Born in Yokohama, Japan, poet and translator Sawako Nakayasu moved with her family to the United States at the age of six. She earned an MFA at Brown University.
Nakayasu’s poems slip between genres and between worlds. In a 2014 interview with Cristiana Baik for The Conversant, Nakayasu stated, “One of the difficulties in translating poetry is balancing multiple demands at once—for example, to make it simultaneously faithful and beautiful. Yet it got me to thinking about faithfulness and its opposite, perhaps also in terms of defining what it means to be ‘true.’ (What good is a faithful partner if he or she is not interesting in the first place?) At some point I started experimenting with unfaithful or less faithful, roguish translations. I wanted to find different ways of being ‘true’ to the work I was translating.” She is the author of several poetry collections, including The Ants (2014), Texture Notes (2010), Hurry Home Honey (2009), and So We Have Been Given Time Or (2004), which was selected for the Verse Prize by Ann Lauterbach. Mouth: Eats Color—Sagawa Chika Translations, Anti-Translations, & Originals (2011) is a book of both translation and original work. It was the first title published by Rogue Factorial press, which Nakayasu founded. She has also served as editor for Factorial Press; Rogue Factorial is an offshoot.

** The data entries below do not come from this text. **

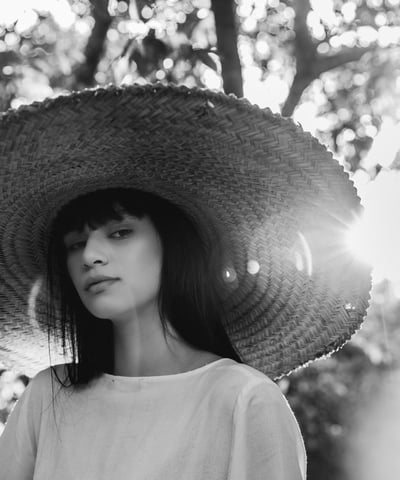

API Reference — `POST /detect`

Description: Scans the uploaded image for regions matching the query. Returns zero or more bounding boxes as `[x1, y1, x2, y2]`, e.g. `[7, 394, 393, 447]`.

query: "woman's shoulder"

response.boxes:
[208, 358, 283, 402]
[214, 358, 276, 388]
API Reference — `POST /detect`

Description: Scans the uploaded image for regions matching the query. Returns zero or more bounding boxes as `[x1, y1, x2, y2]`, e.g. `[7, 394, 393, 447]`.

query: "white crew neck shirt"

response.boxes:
[0, 358, 306, 480]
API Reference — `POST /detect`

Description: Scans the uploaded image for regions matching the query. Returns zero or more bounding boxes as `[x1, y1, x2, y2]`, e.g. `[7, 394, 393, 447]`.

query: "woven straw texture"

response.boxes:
[0, 85, 370, 378]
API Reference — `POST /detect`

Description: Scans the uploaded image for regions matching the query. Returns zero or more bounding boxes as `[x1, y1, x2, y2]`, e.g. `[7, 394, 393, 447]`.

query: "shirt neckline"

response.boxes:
[102, 357, 233, 383]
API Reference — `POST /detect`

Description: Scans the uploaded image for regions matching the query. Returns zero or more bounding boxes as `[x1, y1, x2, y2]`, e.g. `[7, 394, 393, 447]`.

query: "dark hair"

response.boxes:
[46, 188, 242, 386]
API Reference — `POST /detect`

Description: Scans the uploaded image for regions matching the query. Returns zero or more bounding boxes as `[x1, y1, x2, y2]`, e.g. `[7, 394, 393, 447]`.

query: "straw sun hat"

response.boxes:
[0, 85, 370, 378]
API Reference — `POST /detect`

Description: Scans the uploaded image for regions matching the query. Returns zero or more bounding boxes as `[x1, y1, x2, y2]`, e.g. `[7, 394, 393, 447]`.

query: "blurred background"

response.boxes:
[0, 0, 400, 480]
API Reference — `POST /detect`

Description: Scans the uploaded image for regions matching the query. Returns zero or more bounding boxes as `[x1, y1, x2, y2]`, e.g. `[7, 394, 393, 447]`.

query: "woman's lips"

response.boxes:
[87, 278, 118, 293]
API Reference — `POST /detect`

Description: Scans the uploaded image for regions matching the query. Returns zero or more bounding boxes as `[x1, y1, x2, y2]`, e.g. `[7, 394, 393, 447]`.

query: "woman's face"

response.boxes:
[63, 215, 162, 320]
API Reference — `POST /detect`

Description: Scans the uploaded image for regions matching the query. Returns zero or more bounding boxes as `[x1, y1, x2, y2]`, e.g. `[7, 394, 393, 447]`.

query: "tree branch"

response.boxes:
[317, 44, 376, 74]
[282, 0, 376, 117]
[74, 0, 112, 88]
[211, 0, 243, 97]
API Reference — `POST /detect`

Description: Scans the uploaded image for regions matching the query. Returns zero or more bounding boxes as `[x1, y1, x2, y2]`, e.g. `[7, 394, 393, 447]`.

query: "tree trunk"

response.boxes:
[75, 0, 112, 88]
[211, 0, 243, 97]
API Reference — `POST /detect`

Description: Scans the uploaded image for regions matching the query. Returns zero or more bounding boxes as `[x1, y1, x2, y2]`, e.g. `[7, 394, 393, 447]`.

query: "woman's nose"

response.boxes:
[82, 231, 108, 267]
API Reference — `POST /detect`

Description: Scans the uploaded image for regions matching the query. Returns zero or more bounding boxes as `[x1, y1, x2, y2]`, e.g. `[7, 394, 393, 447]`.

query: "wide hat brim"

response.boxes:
[0, 85, 371, 378]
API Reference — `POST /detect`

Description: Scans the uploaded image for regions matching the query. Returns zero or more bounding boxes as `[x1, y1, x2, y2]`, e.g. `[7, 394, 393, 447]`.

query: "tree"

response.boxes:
[0, 0, 400, 480]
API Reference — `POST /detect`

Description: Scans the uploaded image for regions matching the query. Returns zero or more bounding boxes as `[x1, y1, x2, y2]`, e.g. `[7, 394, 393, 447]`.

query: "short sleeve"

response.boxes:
[0, 371, 50, 480]
[228, 379, 306, 480]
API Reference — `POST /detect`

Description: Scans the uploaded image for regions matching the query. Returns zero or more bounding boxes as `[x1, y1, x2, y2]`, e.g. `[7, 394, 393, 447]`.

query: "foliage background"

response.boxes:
[0, 0, 400, 480]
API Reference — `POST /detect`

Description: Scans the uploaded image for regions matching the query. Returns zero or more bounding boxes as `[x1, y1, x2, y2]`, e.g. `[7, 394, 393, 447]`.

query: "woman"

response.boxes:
[0, 85, 370, 480]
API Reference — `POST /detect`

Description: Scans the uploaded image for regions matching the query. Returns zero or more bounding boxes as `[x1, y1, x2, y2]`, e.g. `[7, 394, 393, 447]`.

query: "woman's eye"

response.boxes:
[111, 228, 132, 238]
[66, 241, 85, 252]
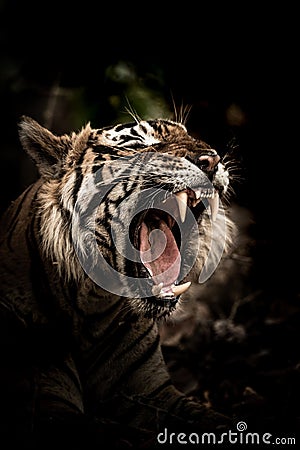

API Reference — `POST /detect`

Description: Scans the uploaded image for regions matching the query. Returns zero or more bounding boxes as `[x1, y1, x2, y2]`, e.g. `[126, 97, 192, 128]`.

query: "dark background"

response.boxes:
[0, 0, 300, 442]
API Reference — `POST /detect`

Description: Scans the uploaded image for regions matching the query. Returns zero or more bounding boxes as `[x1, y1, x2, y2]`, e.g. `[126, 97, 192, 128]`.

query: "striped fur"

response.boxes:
[0, 117, 234, 448]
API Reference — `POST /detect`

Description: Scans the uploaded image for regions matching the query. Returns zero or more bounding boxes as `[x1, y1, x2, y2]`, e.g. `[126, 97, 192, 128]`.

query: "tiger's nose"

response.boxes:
[199, 150, 220, 171]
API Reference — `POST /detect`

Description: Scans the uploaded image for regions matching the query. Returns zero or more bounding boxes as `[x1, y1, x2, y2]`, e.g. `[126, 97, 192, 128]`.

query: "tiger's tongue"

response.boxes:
[140, 220, 181, 292]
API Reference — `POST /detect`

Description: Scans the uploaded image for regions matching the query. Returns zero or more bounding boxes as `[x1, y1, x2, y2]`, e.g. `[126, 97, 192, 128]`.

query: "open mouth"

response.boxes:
[134, 188, 219, 305]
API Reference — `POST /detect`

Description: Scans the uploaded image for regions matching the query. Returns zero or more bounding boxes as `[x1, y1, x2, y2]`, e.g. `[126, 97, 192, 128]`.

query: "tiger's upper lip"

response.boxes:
[139, 187, 219, 301]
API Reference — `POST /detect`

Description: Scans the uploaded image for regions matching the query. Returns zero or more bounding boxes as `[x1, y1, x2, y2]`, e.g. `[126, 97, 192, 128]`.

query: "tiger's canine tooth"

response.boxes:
[207, 193, 219, 222]
[172, 281, 191, 297]
[152, 283, 164, 297]
[175, 191, 188, 223]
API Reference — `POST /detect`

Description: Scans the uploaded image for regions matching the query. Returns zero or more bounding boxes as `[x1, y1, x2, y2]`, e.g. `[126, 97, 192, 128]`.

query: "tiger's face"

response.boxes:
[20, 118, 230, 316]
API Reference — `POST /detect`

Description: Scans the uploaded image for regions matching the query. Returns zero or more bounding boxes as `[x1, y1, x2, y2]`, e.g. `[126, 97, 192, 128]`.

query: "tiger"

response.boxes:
[0, 116, 235, 450]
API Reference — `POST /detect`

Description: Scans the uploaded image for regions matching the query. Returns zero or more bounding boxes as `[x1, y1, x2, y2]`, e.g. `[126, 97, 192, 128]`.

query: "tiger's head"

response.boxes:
[20, 117, 233, 317]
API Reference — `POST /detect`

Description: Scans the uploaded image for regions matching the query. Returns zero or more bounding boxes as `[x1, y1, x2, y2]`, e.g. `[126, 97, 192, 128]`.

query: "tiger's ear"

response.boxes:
[19, 116, 71, 177]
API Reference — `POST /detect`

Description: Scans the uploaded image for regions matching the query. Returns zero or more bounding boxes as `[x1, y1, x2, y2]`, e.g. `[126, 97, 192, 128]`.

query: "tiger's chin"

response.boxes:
[133, 188, 218, 317]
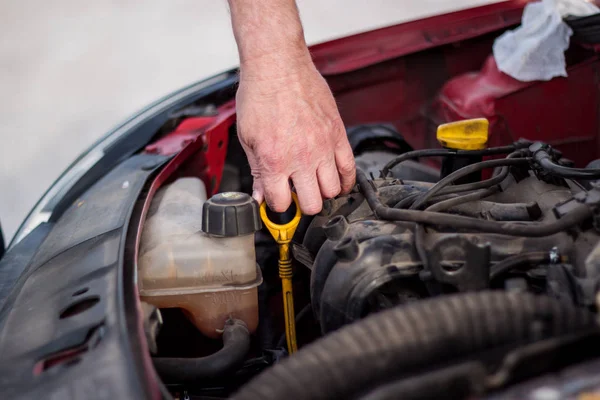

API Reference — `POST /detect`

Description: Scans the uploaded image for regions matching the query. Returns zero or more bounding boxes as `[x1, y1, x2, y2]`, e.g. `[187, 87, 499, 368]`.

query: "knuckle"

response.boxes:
[321, 185, 342, 199]
[300, 201, 323, 215]
[338, 158, 356, 175]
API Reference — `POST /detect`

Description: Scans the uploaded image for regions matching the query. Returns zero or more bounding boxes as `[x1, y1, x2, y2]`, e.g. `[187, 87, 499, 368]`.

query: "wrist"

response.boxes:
[240, 42, 315, 81]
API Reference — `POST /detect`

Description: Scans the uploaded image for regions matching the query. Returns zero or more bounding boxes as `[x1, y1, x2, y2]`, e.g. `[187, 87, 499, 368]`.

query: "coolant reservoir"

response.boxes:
[138, 178, 262, 338]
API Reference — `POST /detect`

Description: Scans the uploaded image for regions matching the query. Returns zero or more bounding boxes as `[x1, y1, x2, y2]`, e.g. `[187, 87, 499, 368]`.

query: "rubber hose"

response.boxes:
[356, 170, 593, 237]
[233, 291, 595, 400]
[381, 141, 530, 178]
[490, 251, 550, 281]
[410, 158, 529, 210]
[152, 319, 250, 382]
[425, 186, 499, 212]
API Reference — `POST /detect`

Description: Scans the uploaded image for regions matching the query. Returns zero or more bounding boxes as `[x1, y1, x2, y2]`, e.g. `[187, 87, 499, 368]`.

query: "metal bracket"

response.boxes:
[429, 235, 491, 292]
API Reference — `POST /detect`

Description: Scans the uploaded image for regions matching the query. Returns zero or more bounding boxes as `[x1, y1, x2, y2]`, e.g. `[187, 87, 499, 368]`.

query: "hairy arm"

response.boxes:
[229, 0, 355, 214]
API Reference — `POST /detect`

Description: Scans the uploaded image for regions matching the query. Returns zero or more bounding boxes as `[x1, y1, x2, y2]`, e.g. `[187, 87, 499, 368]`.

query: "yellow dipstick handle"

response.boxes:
[260, 193, 302, 354]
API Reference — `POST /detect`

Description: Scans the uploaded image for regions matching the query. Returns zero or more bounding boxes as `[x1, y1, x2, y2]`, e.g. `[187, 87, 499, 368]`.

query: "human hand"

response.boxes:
[236, 56, 355, 215]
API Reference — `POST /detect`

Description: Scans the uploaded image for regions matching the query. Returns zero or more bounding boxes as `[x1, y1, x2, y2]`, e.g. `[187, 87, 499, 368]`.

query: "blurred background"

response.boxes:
[0, 0, 493, 240]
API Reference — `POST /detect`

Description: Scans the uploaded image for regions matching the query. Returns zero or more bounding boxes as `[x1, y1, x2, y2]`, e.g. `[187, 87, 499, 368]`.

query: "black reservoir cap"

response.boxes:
[202, 192, 262, 237]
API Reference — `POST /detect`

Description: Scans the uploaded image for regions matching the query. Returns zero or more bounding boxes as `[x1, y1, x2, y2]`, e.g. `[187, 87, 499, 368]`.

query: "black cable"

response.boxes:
[536, 158, 600, 180]
[490, 251, 550, 281]
[425, 186, 499, 212]
[381, 141, 530, 177]
[356, 170, 592, 237]
[410, 158, 530, 210]
[529, 142, 600, 180]
[152, 319, 250, 382]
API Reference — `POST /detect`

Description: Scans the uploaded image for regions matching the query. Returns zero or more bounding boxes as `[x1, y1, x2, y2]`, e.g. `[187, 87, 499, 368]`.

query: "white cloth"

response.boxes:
[493, 0, 600, 82]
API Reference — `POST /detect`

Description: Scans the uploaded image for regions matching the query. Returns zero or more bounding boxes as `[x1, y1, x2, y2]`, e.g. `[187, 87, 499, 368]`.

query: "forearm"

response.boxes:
[228, 0, 312, 79]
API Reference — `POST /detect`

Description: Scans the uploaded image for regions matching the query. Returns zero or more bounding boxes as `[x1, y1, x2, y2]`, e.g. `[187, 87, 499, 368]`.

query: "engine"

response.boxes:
[146, 122, 600, 399]
[294, 157, 600, 333]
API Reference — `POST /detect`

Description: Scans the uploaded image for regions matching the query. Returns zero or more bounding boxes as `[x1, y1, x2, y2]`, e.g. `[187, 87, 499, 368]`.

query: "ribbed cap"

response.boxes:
[202, 192, 262, 237]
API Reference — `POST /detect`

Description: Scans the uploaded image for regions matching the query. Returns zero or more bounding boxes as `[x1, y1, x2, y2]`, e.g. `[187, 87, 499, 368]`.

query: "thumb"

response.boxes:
[252, 178, 265, 205]
[242, 145, 265, 205]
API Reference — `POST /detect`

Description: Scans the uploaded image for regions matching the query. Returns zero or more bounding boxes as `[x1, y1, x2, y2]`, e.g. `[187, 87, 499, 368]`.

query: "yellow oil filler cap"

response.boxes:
[437, 118, 490, 150]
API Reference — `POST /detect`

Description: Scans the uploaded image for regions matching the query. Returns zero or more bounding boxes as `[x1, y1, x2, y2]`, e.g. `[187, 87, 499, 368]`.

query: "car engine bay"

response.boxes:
[138, 121, 600, 399]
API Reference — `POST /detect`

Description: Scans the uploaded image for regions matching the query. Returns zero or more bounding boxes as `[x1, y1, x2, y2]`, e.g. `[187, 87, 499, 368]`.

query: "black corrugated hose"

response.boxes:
[356, 170, 593, 237]
[233, 291, 595, 400]
[152, 319, 250, 382]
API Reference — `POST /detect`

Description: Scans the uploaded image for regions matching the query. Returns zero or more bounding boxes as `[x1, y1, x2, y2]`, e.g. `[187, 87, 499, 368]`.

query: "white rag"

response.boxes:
[493, 0, 600, 82]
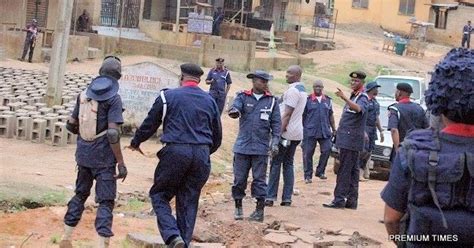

Nakayasu has translated Tatsumi Hijikata’s butoh dance notations, published in Costume en Face (2015); The Collected Poems of Sagawa Chika (2014); Kawata Ayane’s Time of Sky & Castles in the Air (2010); Takashi Hiraide’s For the Fighting Spirit of the Walnut (2008), for which she received a PEN Translation Fund Award; and Four from Japan: Contemporary Poetry & Essays by Women (2006, with additional translations by Cole Swenson, Ryoko Sekiguchi, Chet Wiener, Yu Nakai, and Malinda Markham). Her own work has been translated into several languages, including Swedish, Arabic, Japanese, and Vietnamese.
Nakayasu received a fellowship from the National Endowment for the Arts. She divides her time between the US and Japan.